In an HTTP servlet, the default service() method routes requests to another method based on an HTTP transfer method, such as POST, GET, and so on. For example, HTTP POST requests are sent to the doPost() method, HTTP GET requests are sent to the doGet() method, and so on. This enables the servlet to process request data differently, depending on which transfer method is used. Since the routing takes place in the service method, you generally do not override service() in an HTTP servlet. Instead, override doGet(), doPost(), and so on, depending on the request type you expect.


Tip

To enable automatic routing in an HTTP servlet, call request.getMethod(), which provides the HTTP transfer method. Since request data is already preprocessed into a name value list in the Sun ONE Application Server, you could simply override the service() method in an HTTP servlet without losing functionality. However, this does make the servlet less portable, since it is now dependent on preprocessed request data.

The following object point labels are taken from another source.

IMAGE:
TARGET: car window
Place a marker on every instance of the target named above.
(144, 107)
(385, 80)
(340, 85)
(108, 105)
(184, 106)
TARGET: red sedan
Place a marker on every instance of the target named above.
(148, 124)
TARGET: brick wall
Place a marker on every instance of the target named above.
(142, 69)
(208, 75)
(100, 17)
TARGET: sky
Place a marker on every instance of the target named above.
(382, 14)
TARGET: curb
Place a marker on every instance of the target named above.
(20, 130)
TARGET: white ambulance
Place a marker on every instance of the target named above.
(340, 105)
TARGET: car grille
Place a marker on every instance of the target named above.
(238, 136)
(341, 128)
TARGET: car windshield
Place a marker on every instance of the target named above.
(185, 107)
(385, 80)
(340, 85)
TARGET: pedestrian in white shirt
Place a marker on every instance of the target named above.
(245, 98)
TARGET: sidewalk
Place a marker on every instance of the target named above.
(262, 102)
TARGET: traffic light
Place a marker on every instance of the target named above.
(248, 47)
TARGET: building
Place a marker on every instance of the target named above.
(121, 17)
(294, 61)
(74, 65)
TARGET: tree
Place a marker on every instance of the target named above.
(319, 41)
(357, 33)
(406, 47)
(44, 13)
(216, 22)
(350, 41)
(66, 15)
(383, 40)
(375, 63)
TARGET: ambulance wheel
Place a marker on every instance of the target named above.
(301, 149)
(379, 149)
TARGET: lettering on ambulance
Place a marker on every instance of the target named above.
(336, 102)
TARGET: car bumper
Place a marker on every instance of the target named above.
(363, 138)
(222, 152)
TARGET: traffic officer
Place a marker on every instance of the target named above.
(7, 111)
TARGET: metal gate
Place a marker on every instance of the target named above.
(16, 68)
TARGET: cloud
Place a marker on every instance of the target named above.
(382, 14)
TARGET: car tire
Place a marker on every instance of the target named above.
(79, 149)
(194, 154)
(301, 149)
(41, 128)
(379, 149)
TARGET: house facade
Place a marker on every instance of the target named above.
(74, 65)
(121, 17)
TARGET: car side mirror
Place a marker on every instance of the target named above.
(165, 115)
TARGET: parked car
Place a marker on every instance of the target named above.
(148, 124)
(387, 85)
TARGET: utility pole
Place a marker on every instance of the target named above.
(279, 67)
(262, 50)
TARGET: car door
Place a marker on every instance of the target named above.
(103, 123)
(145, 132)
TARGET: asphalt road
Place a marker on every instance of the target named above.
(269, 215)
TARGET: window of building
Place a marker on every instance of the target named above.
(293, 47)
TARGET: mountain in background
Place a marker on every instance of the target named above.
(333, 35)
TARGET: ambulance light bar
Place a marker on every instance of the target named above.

To perform the tasks to answer a request, override the service() method for generic servlets, and the doGet() or doPost() methods for HTTP servlets. Very often, this means accessing EJB components to perform business transactions, collating the information in the request object or in a JDBC ResultSet object, and then passing the newly generated content to a JSP for formatting and delivery back to the user.

Allocating Servlet Engine Resources

By default, the servlet engine creates a thread for each new request. This is less resource intensive than instantiating a new servlet copy in memory for each request. Avoid threading issues, since each thread operates in the same memory space where servlet object variables can overwrite each other.

If a servlet is specifically written as a single thread, the servlet engine creates a pool of servlet instances to be used for incoming requests. If a request arrives when all instances are busy, it is queued until an instance becomes available. The number of pool instances is configurable in the sun-web.xml file, in the singleThreadedServletPoolSize property of the sun-web-app element.